This smooth, custard-like Amish Buttermilk Pie is a unique recipe with a sweet, fresh flavor.
Amish Buttermilk Pie Recipe
As you know, I love finding old-fashioned recipes and making Amish recipes from old Amish cookbooks. If you’ve ever used one of these cookbooks, you’ll find that a lot of times the recipes are very vague. They assume you know what temperature to bake a pie or for exactly how long a recipe should bake. Tricky, right? Because I don’t always know how long a pie should bake. I’m still learning about baking every.single.day.
Which is why I had to make this Amish Buttermilk Pie 4 times. Yes, 4 times. To get it perfect. Just for you!

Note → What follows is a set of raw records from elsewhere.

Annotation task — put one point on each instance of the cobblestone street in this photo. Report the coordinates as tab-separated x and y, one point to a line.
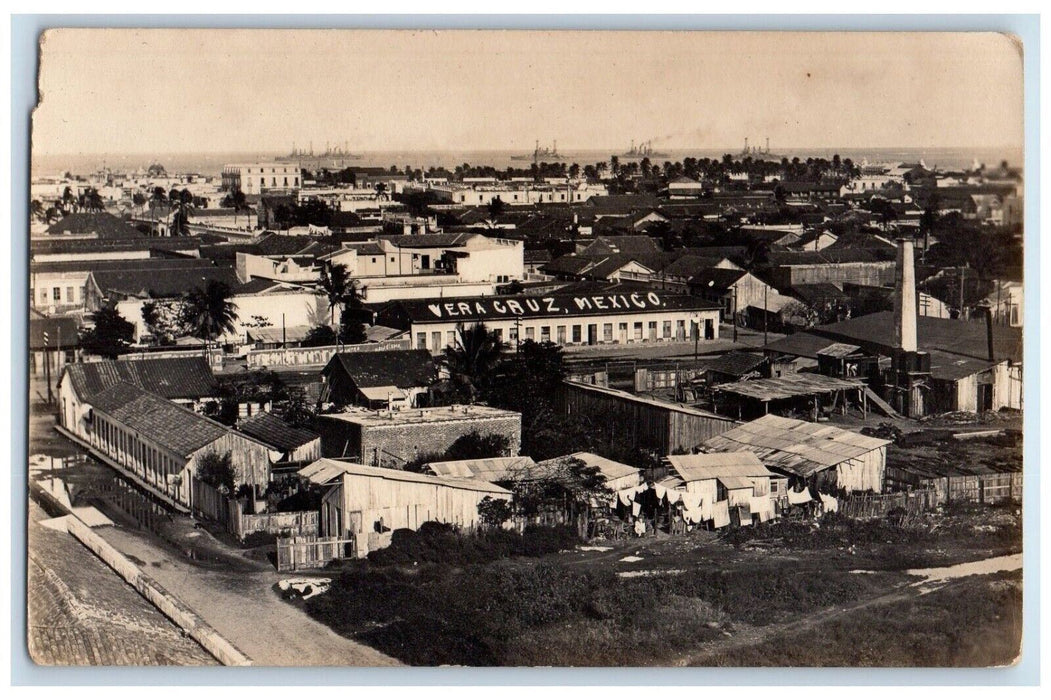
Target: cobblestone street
81	613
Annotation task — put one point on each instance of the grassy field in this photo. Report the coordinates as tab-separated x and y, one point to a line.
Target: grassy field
837	593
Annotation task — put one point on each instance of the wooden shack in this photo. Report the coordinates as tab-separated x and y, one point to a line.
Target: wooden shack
829	458
366	503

I normally think of pie as stuffed mile-high full of fruit, so finding this pie filling that takes just 5 minutes to mix up, made with buttermilk? You bet I had to try it.
Homemade Buttermilk Vs Store Bought
The main ingredient in this Amish recipe is buttermilk. Normally when a recipe calls for buttermilk, I simply use a mixture of milk or cream and vinegar. This homemade buttermilk gives the effect that you need in rolls, breads, pancakes and such. But since this recipe called for 2 cups of buttermilk, I used the real stuff. You can find buttermilk in the dairy section of your grocery store right by the milk and cream. Store bought buttermilk is thicker, which is needed for this recipe.
This recipe is fairly simple and straightforward. You can use store-bought pie crust to make, but may I suggest our grandma’s pie crust? Her pie crust was the best. Light and flaky…the perfect butteriness. I think you’ll love it.
How do you know when a buttermilk pie is done?
The center of the pie should be firm, but slightly jiggly, similar to a cheesecake. Watch the pie closely because baking times will vary based on different ovens, pie plate sizes and even the type of buttermilk you use.
Do you need to refrigerate a buttermilk pie?
After the pie cools to room temperature, you should cover it with plastic wrap and store it in the refrigerator.
How long does buttermilk pie keep?
Buttermilk pie will last in the refrigerator for 2-3 days after baking.
Q: Have you ever had buttermilk pie? I’d love to hear about it!
Amish Buttermilk Pie
- 1 cup granulated sugar
- 2 tablespoons all purpose flour
- 2 large eggs beaten
- 2 tablespoons butter melted
- 2 cups buttermilk
- 1 teaspoon lemon extract
- Pastry for 1 9 inch pie crust
- Press pastry for pie crust into a 9" pie plate.
- In a small bowl, combine the sugar and flour.
- Add the beaten eggs, melted butter, buttermilk and extract.
- Pour into the prepared pie crust.
- Bake at 400 degrees for 10 minutes, then reduce the oven temperature to 350 degrees and bake for an additional 50 minutes, or until the center is firm.